We found this year that we had strong support in the House to move a good bill but the same level of support was not there in the Senate. We believed that the funding level in Sub SB 423 could garner enough support in the Senate to pass and were equally certain that higher funding would jeopardize the passage of the bill in the Senate.
We were also very much aware of the deadlines for response to the Court. The Court, in their ruling, specified very tight timelines for consideration of the Legislature’s response to Gannon.
- Concurrent briefs are due on April 30,
- Response briefs are due on May 10,
- Oral arguments will be conducted on May 22, and
- The Court’s decision will be communicated by June 30.
Attorney General Derek Schmidt had asked the Legislature to have the bill done by March 1. When earlier this week it appeared that Senators Wagle and Denning were intent on ignoring the Court deadline, AG Schmidt sent a letter to Legislative leadership in both chambers imploring them to pass a bill by April 7 to give his office time to write their briefs.
Waiting was no longer an option. A bill needed to be passed or the Court would have no option but to announce that schools would not open in August. It was time to get something out and we wanted that something to represent a good faith effort by the Legislature. We certainly believe that Sub SB 423 has a chance of not being accepted as adequate by the Court. We remain firmly convinced that the plan originally passed by the Senate would result in a closure order.
We still may face that order. We still may face a special legislative session in July after the ruling. But waiting longer because either “this Legislator” wants to defy the Court and “that Legislator” believes more money is needed was not likely to result in an ability to move the legal process along.
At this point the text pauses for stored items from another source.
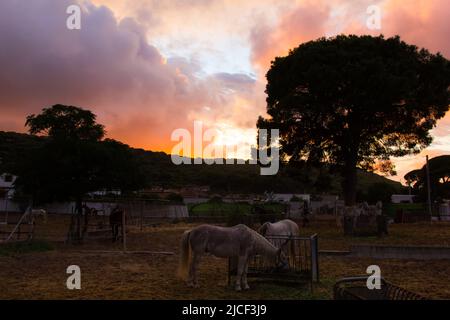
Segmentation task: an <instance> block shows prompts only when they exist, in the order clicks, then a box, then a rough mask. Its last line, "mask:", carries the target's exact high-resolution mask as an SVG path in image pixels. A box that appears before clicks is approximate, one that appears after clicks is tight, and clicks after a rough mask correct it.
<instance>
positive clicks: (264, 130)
mask: <svg viewBox="0 0 450 320" xmlns="http://www.w3.org/2000/svg"><path fill="white" fill-rule="evenodd" d="M252 134H254V130H239V131H237V130H236V129H228V130H218V129H215V128H208V129H206V130H203V122H201V121H194V135H193V137H192V135H191V132H189V130H187V129H182V128H179V129H175V130H174V131H173V132H172V135H171V137H170V138H171V141H175V142H179V143H177V144H176V145H175V146H174V147H173V148H172V151H171V158H172V162H173V163H174V164H176V165H181V164H188V165H190V164H203V163H205V164H208V165H211V164H227V165H230V164H246V163H249V164H260V165H261V168H260V173H261V175H275V174H277V172H278V169H279V147H278V145H277V144H278V140H279V130H278V129H270V130H267V129H259V132H258V147H255V146H254V145H252V144H251V143H248V142H246V141H243V140H242V139H240V138H239V137H246V136H247V137H248V136H252ZM224 137H225V138H227V137H228V138H229V137H236V139H234V141H233V138H231V141H230V139H226V140H227V143H224V144H222V143H218V142H217V139H219V138H222V139H223V138H224ZM204 143H206V145H204ZM245 157H247V158H248V159H247V160H246V159H245ZM192 158H193V159H192ZM224 158H226V159H225V160H224Z"/></svg>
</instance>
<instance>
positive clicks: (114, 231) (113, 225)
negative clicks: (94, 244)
mask: <svg viewBox="0 0 450 320" xmlns="http://www.w3.org/2000/svg"><path fill="white" fill-rule="evenodd" d="M117 229H118V226H117V224H113V226H112V232H113V242H116V241H117V234H118V230H117Z"/></svg>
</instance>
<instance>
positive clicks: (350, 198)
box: [342, 156, 358, 206]
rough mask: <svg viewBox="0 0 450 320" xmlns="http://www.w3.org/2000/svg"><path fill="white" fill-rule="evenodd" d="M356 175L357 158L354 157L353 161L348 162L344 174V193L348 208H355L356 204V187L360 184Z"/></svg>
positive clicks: (350, 160)
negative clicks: (353, 207) (354, 205)
mask: <svg viewBox="0 0 450 320" xmlns="http://www.w3.org/2000/svg"><path fill="white" fill-rule="evenodd" d="M356 173H357V169H356V156H355V157H352V159H351V160H348V161H346V164H345V166H344V170H343V172H342V178H343V179H342V191H343V194H344V201H345V205H346V206H353V205H355V204H356V185H357V182H358V181H357V176H356Z"/></svg>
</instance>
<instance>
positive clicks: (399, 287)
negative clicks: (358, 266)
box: [333, 276, 426, 300]
mask: <svg viewBox="0 0 450 320" xmlns="http://www.w3.org/2000/svg"><path fill="white" fill-rule="evenodd" d="M367 279H368V276H358V277H347V278H342V279H339V280H338V281H337V282H336V283H335V285H334V288H333V294H334V300H426V298H425V297H423V296H421V295H419V294H417V293H414V292H411V291H408V290H406V289H403V288H401V287H398V286H395V285H393V284H392V283H389V282H387V281H386V280H384V279H383V278H381V289H369V288H367Z"/></svg>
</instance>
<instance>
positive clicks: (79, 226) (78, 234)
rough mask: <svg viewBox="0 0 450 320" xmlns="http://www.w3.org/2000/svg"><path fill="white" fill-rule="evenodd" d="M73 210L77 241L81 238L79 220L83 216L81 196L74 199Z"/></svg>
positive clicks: (80, 225)
mask: <svg viewBox="0 0 450 320" xmlns="http://www.w3.org/2000/svg"><path fill="white" fill-rule="evenodd" d="M75 212H76V214H77V231H76V232H77V235H76V237H77V239H76V240H77V241H81V240H82V238H83V237H82V231H81V221H82V217H83V200H82V198H81V197H77V198H76V200H75Z"/></svg>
We anxiously await the oral arguments and the Court’s decision. We really believe that, for the sake of the students we serve and for the school employees we represent, this was the time to move forward. We shared that position with others in the education community including school districts, the Kansas Association of School Boards, United School Administrators, and many parent organizations. We are proud of our efforts in support of our schools, our members, our students and their parents.